カフェレストランの二階の窓際。翔子は四人用のテーブルをたったひとりで占有し、ウィンドウから覗く景色をぼうと眺めていた。
人間ほど裏表のある動物はいない。人間社会に引きずり込まれた犬や猫でさえも、自分の感情には素直だ。仮面をつけて生きていかなければならないのは、数多くいる動物の中でもたった人間だけなのだ。
溜息をつき、冷めきったコーヒーを口に運ぶ。久々に飲んだカフェインだったが、いつもにも増してまずい。顔をしかめ、背もたれに身を預けると、前方の席から遠慮のない馬鹿でかい会話が聞こえてきた。翔子はさらに顔をしかめて、その会話を聞くともなしに聞いていた。
「なあ、アレ聞いたか?」
「ちょっとぉ、アレじゃわかんないでしょー」
声と口調から判断するかぎり、頭の悪い青年と尻の軽そうな女のようだ。
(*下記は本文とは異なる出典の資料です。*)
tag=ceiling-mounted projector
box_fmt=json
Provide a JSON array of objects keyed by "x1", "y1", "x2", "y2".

翔子は席を立とうとしたが、男の次の言葉で浮かせていた腰をソファに戻した。
「なんとか精神病院から、やばい患者が逃げ出したって噂だよ。ほら、数年前に連続した無差別殺人があっただろ?」
「知らなーい。あたし、ニュースとか新聞とか見ないし」
「まあ、俺も詳しくは知らないけど、そんな事件があったんだよ。で、その犯人、裁判で精神喪失だとかなんとか判断されて無罪。ま、当然そのあと、精神病院に入れられたわけだ。それで、今回の噂だよ」
「まさか、その犯人が病院から逃げ出した患者、って言うんじゃないでしょうね」
「そのとおり」
「ばっかばかしぃ。そんなの作り話に決まってんじゃん」
「それがさ、この話、かなり信用できる筋から……」
こんな下らない会話のなかにも、下心が渦巻いているに違いない。そう思った途端、翔子はひどい頭痛と耳鳴りに見舞われた。望みもしないチカラが働く前兆だ。
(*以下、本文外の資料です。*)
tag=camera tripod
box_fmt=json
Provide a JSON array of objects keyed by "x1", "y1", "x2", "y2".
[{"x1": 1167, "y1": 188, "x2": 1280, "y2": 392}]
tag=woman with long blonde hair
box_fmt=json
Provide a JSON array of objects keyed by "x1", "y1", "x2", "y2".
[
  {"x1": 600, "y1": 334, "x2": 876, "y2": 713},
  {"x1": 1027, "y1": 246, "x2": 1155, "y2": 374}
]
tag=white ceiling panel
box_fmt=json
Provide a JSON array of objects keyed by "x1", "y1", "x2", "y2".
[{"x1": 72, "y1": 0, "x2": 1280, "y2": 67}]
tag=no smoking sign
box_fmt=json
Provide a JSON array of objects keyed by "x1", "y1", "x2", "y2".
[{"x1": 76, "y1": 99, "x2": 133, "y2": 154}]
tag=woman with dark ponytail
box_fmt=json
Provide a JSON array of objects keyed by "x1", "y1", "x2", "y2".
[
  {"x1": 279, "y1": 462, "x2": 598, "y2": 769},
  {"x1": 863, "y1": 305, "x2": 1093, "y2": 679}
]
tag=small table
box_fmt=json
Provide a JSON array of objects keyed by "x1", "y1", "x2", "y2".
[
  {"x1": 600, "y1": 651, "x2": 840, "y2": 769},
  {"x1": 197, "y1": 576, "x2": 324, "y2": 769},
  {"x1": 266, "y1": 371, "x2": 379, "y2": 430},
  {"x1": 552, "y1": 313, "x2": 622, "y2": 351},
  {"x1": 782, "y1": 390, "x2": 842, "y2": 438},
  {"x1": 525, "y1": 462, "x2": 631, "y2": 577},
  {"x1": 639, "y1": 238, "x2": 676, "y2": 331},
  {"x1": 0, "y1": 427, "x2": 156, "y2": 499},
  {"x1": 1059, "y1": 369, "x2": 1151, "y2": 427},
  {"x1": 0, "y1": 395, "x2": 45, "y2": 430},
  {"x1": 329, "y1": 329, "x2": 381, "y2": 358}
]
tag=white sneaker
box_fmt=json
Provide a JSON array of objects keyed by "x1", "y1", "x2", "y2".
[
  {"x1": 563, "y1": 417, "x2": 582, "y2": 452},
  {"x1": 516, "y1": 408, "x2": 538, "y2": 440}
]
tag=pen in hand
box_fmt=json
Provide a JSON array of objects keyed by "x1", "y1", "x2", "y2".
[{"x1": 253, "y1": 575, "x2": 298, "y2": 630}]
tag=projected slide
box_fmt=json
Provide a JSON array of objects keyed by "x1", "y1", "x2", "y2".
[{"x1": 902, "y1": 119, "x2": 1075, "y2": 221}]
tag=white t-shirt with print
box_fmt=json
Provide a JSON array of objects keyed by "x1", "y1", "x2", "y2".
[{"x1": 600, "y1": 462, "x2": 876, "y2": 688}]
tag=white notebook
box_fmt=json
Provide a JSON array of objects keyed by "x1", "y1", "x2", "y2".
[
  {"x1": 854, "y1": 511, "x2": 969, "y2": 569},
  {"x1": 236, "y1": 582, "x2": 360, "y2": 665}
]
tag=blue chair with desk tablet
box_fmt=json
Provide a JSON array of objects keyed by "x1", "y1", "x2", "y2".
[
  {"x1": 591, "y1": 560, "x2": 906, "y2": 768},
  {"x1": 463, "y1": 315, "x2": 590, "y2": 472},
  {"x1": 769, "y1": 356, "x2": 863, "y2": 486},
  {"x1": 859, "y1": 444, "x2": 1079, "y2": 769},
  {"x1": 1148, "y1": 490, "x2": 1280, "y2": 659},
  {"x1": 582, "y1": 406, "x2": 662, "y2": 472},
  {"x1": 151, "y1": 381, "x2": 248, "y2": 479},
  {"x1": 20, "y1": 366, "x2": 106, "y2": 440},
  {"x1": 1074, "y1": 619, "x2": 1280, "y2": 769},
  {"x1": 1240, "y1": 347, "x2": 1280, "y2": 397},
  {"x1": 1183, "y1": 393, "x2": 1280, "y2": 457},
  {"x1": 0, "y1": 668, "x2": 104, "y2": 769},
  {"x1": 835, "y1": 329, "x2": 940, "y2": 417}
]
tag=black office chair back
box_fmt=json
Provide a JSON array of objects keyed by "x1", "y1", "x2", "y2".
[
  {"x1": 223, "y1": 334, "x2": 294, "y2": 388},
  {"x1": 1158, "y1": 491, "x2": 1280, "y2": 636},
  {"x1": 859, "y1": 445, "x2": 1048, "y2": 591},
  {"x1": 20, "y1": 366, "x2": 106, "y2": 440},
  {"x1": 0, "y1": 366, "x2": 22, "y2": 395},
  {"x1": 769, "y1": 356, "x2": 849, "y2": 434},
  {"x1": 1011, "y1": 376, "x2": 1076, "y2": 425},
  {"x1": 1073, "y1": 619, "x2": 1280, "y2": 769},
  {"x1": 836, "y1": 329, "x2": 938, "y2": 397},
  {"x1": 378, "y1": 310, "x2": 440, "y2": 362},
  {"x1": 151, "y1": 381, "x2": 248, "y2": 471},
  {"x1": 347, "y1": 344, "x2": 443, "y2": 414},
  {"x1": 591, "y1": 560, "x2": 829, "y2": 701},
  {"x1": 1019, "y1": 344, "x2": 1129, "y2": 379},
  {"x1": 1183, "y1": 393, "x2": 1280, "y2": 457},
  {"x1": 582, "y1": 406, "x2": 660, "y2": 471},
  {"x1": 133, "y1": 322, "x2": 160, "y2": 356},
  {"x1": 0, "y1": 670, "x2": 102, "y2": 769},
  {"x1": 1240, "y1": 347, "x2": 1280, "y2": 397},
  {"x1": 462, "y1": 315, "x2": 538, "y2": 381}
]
男と女の会話が小さく遠のき、再び大きくはっきりと聞こえてきた。
『どうして、この男、こんなつまんない話しかしないのかしら』
『このあと、どうやってホテルに連れ込もうか……。とりあえず、このまま時間を稼いで、もっと暗くなってから……』
脳に直接響いてくる声に耐えられなくなり、翔子は両目を閉じた。視界を遮断し、色のない世界に逃避する。しかし、その会話がやむことはない。
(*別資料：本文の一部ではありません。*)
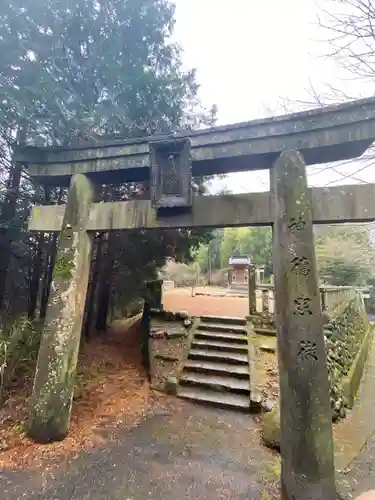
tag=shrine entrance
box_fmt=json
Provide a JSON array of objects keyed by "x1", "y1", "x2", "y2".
[{"x1": 15, "y1": 99, "x2": 375, "y2": 500}]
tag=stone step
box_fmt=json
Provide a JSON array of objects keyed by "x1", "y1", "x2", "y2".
[
  {"x1": 198, "y1": 322, "x2": 247, "y2": 335},
  {"x1": 179, "y1": 372, "x2": 250, "y2": 392},
  {"x1": 194, "y1": 330, "x2": 248, "y2": 344},
  {"x1": 177, "y1": 387, "x2": 250, "y2": 409},
  {"x1": 184, "y1": 359, "x2": 250, "y2": 378},
  {"x1": 201, "y1": 316, "x2": 246, "y2": 325},
  {"x1": 188, "y1": 347, "x2": 249, "y2": 364},
  {"x1": 254, "y1": 327, "x2": 276, "y2": 337},
  {"x1": 191, "y1": 337, "x2": 248, "y2": 354}
]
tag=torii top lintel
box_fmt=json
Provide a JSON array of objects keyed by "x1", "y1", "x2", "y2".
[{"x1": 15, "y1": 98, "x2": 375, "y2": 185}]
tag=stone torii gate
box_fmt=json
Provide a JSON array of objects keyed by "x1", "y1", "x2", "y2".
[{"x1": 15, "y1": 99, "x2": 375, "y2": 500}]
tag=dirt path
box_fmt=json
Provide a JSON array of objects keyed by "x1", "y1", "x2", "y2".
[
  {"x1": 0, "y1": 400, "x2": 280, "y2": 500},
  {"x1": 163, "y1": 288, "x2": 249, "y2": 318}
]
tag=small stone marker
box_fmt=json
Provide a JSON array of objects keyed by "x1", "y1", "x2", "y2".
[
  {"x1": 271, "y1": 151, "x2": 336, "y2": 500},
  {"x1": 28, "y1": 174, "x2": 94, "y2": 443},
  {"x1": 248, "y1": 264, "x2": 257, "y2": 316}
]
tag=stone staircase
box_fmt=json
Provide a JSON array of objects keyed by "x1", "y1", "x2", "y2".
[{"x1": 177, "y1": 316, "x2": 251, "y2": 410}]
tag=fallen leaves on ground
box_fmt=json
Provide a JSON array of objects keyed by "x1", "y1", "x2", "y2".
[{"x1": 0, "y1": 321, "x2": 173, "y2": 469}]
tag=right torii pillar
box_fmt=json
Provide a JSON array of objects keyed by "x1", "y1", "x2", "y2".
[{"x1": 270, "y1": 151, "x2": 336, "y2": 500}]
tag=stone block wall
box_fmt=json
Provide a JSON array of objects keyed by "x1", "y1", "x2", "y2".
[
  {"x1": 148, "y1": 311, "x2": 194, "y2": 391},
  {"x1": 324, "y1": 295, "x2": 371, "y2": 420}
]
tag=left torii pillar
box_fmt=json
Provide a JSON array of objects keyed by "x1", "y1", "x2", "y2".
[{"x1": 27, "y1": 174, "x2": 94, "y2": 443}]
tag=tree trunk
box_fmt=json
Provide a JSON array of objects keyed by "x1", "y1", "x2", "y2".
[
  {"x1": 96, "y1": 231, "x2": 116, "y2": 332},
  {"x1": 0, "y1": 152, "x2": 22, "y2": 309}
]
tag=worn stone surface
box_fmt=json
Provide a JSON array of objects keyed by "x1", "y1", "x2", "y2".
[
  {"x1": 273, "y1": 151, "x2": 335, "y2": 500},
  {"x1": 248, "y1": 265, "x2": 257, "y2": 315},
  {"x1": 28, "y1": 175, "x2": 94, "y2": 443},
  {"x1": 15, "y1": 99, "x2": 375, "y2": 182},
  {"x1": 149, "y1": 316, "x2": 192, "y2": 391},
  {"x1": 324, "y1": 299, "x2": 369, "y2": 420},
  {"x1": 29, "y1": 184, "x2": 375, "y2": 231}
]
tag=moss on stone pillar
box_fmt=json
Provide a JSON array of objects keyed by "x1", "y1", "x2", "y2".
[
  {"x1": 272, "y1": 151, "x2": 336, "y2": 500},
  {"x1": 28, "y1": 174, "x2": 94, "y2": 443}
]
『この前、加奈子に紹介してもらった、あの男に電話してみようかな。このままじゃ、つまらなそうだし』
『やべぇな。つまらなそうな顔してんじゃん。とりあえず、ここ、出るか』
「――申し訳ございません!」
その正常な声で翔子は我に返った。
手元を見ると、琥珀色の液体がだらしなく尾を引き、テーブルの端から垂れ落ちている。
傍に立つウェイトレスが頭を何度も下げながら、謝意の口上を述べた。
「申し訳ございません。もちろん、お代のほうは結構ですので。――御洋服のほうは汚れていませんでしょうか?」
ウェイトレスに促され、確認してみる。右袖のところに焦げ茶色の班点がついていた。カップが倒れた際、コーヒーが跳ねたらしい。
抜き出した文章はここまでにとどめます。